CHAPITRE SIXIÈME
I
DANS Corinthe, prévalait le culte de la douce Cypris.
Les hommes étaient vigoureux, les femmes belles et les lois indulgentes. Il en
résultait beaucoup de volupté.
Quiconque voulait mener à bien
son entreprise promettait à la puissante Aphrodité de lui offrir un certain
nombre de petites filles qu'on allait acheter un peu partout, dans les familles
pauvres, et qui devenaient en quelques temps d'excellentes hétaïres.
En l'an II de la 103e Olympiade,
il n'était bruit, dans toute la Grèce, que d'une Corinthienne nommée Laïs,
fille ingénieuse et jolie qui avait déjà satisfait un grand nombre d'amants et
ruiné beaucoup d'hommes riches.
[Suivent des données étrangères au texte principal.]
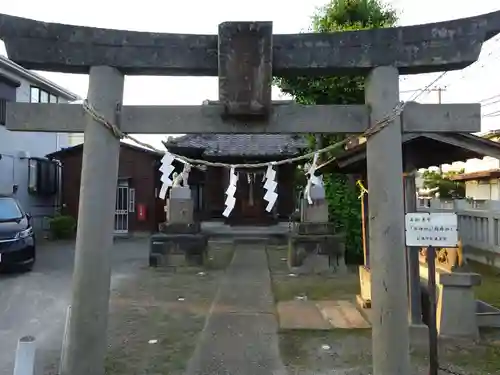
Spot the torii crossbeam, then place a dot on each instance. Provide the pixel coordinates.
(245, 56)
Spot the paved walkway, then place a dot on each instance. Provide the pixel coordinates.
(240, 336)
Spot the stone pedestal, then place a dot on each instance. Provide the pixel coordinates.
(456, 305)
(313, 248)
(180, 241)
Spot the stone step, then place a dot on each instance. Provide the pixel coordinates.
(342, 314)
(301, 315)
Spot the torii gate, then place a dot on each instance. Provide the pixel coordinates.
(245, 56)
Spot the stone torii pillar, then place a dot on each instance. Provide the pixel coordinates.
(245, 56)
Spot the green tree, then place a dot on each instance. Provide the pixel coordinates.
(340, 15)
(446, 187)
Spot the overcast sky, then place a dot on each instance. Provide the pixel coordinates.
(474, 84)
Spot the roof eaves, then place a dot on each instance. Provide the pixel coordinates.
(37, 79)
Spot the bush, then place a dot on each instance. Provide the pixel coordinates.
(62, 227)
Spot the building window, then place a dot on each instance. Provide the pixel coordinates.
(3, 111)
(131, 200)
(42, 177)
(37, 95)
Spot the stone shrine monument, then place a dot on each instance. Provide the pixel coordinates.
(180, 241)
(244, 56)
(313, 247)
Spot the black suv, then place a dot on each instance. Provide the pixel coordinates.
(17, 240)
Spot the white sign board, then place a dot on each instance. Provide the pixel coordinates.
(431, 229)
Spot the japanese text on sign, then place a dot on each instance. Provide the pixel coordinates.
(435, 229)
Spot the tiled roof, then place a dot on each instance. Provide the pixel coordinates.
(242, 144)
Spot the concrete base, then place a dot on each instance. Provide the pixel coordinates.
(177, 250)
(310, 248)
(456, 304)
(419, 333)
(363, 303)
(456, 307)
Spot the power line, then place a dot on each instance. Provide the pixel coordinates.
(492, 114)
(491, 103)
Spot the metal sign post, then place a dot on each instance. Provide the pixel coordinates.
(432, 230)
(433, 339)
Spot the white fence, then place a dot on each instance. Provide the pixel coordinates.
(478, 225)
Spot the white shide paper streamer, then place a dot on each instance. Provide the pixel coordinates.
(166, 170)
(231, 190)
(270, 185)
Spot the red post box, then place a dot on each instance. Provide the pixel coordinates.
(141, 212)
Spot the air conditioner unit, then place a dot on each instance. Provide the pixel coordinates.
(23, 155)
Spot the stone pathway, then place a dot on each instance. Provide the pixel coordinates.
(320, 315)
(240, 336)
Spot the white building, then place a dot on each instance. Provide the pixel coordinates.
(23, 166)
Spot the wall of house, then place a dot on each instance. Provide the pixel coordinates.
(483, 189)
(17, 147)
(138, 167)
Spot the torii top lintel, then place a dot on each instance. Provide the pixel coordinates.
(441, 46)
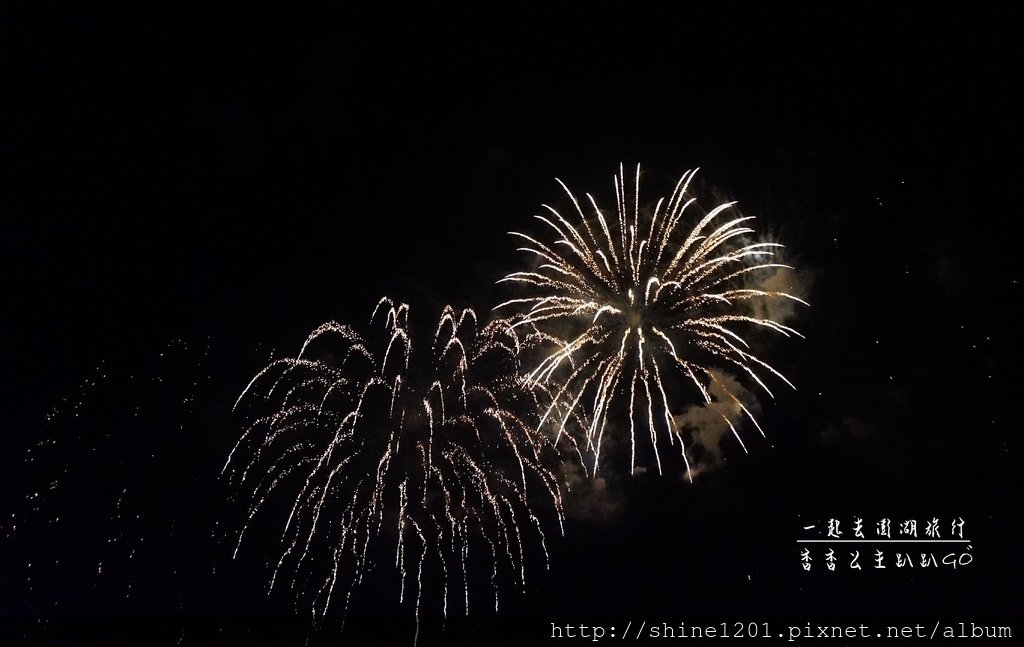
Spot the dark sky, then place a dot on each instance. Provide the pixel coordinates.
(232, 178)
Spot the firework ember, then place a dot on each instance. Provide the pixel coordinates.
(628, 307)
(386, 460)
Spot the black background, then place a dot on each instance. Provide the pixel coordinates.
(187, 192)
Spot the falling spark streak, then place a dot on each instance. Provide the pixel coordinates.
(639, 277)
(347, 438)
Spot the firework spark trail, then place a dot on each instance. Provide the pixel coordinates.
(623, 305)
(431, 469)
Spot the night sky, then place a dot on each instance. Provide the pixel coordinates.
(186, 195)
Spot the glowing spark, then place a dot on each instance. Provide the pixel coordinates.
(379, 464)
(640, 279)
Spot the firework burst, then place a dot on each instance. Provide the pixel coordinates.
(627, 307)
(373, 466)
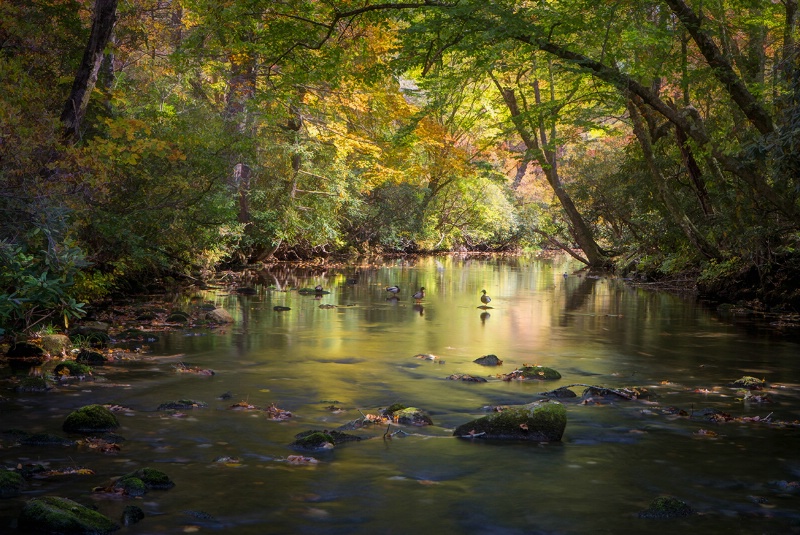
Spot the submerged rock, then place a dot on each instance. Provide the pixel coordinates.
(50, 514)
(559, 393)
(91, 357)
(536, 373)
(219, 315)
(488, 360)
(56, 344)
(70, 368)
(10, 484)
(536, 422)
(666, 507)
(131, 515)
(314, 440)
(182, 405)
(90, 419)
(137, 483)
(750, 383)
Aussi était-elle fréquentée par les personnages
de distinction.
Elle se montrait vicieuse, ce qui
lui valait la sympathie des gens spirituels ; elle était généreuse, et s'était
fait ainsi beaucoup d'ennemis.
Un certain Épicrate, poète assez
mince, qui avait reçu d'elle un secours d'argent et qui ne le lui avait jamais
pardonné, venait de composer une méchante comédie : l'Anti-Laïs.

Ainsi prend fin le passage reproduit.